The key is to have a variety of encodings available. If you have a smart protocol like HLS, you can negotiate up and down. So if you are in this sort of lossy, variable-latency case (as with the 4G network), you can actually negotiate down to a lower-bandwidth encoded video stream. That way your end viewer can at least still see your video, even under lossy and variable-latency conditions where the quality of the experience isn’t quite as high, but the video is at least still continuous.
Reach and Scalability: Users can be anywhere.

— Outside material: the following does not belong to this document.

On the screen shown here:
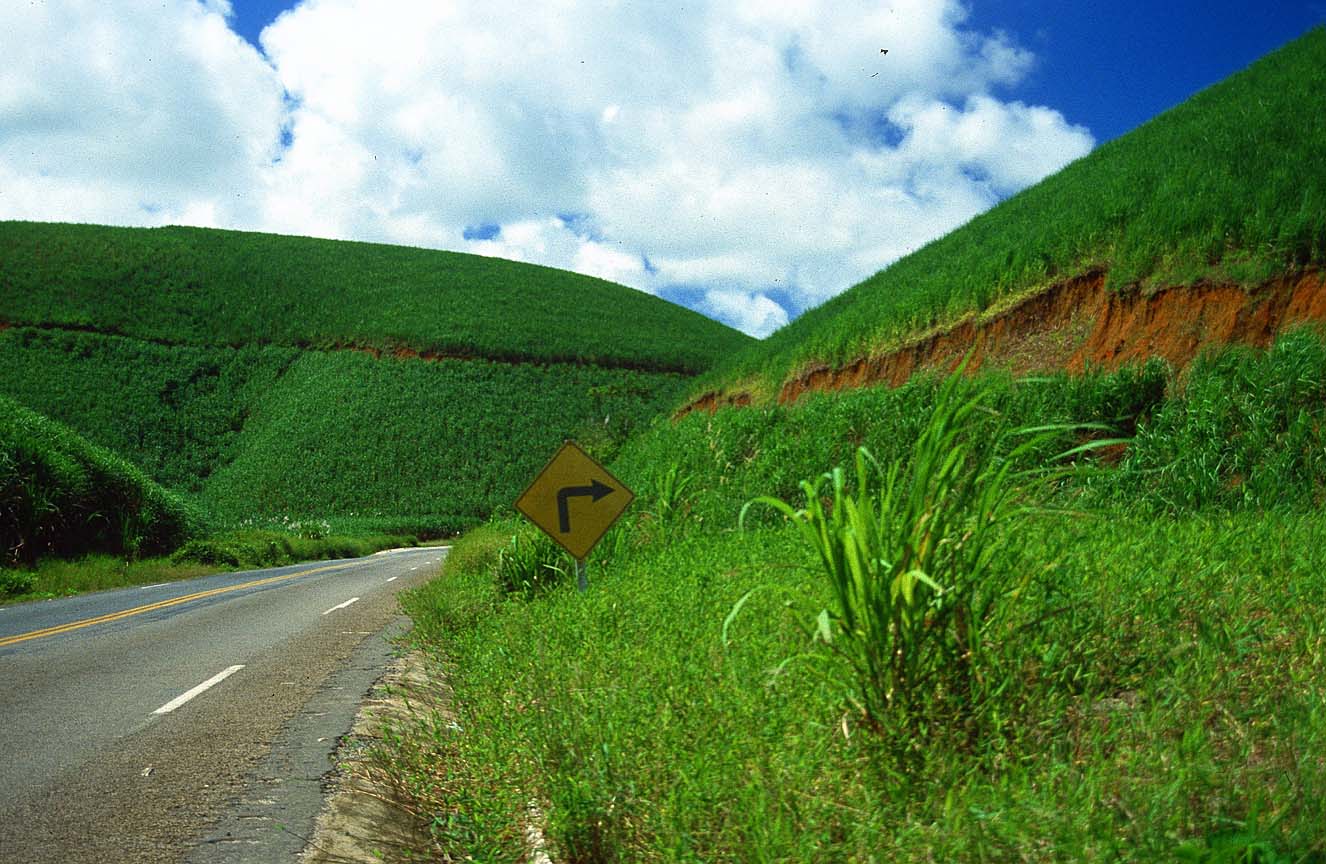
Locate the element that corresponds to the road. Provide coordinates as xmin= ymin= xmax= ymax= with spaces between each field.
xmin=0 ymin=546 xmax=445 ymax=863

HLS or HTTP Live Streaming depends on HTTP. It also has a dependence on TCP, moving back up the layer. When HTTP sends an object, we call it an HTTP object, which is this discreet thing that is entirely self-contained. What is important is that we can pass this unitary object from server to server to server unchanged, allowing us to chain servers together. If I have a server that’s local to that iPhone, I can use that server to serve the data even if my content server is half the world away. This allows for a very low-latency connection between the iPhone and my server, while having my initial origin data half a world away through a caching or proxy server. Through a proxy server, a whole new world of performance opens up. I can focus on the connection between my iPhone and my proxy/caching server rather than the connection between the iPhone and the origin server. Through strategically placed proxy servers, I can shorten the physical distance between the user and my server, thus lowering latency and improving performance. Again the relationship between bandwidth and latency allows us to optimize. With lower latency, you get higher bandwidth, and therefore better quality experience.
As I’ve mentioned, the video streaming concept, HLS, has a HTTP dependency, which means it has to be able to break down your video stream into discrete chunks. HLS takes a stream and slices it and dices it into different chunks. As a result, it also maintains an ordered scheme or what’s called an M3U8 file (MP3URLUTF8 is its formal name). In short, it’s basically the playlist. The best thing about it is that you can define multiple streams within it. So you can have a very high-bandwidth stream, a medium-bandwidth stream, and a low bandwidth stream. The client will choose the next best bandwidth stream in the sequence based on what it thinks is the available bandwidth. If there is a lot of bandwidth, it takes the high bandwidth-encoded stream. If there is low bandwidth, it automatically takes the low bandwidth-encoded stream.
Localized caching proxy servers combined with variable bandwidth-encoded streams allows users to download these individual chunks discretely which makes for low-latency, high-quality connections to the end user even if your origin server is half a world away. It is just about ensuring a high quality experience.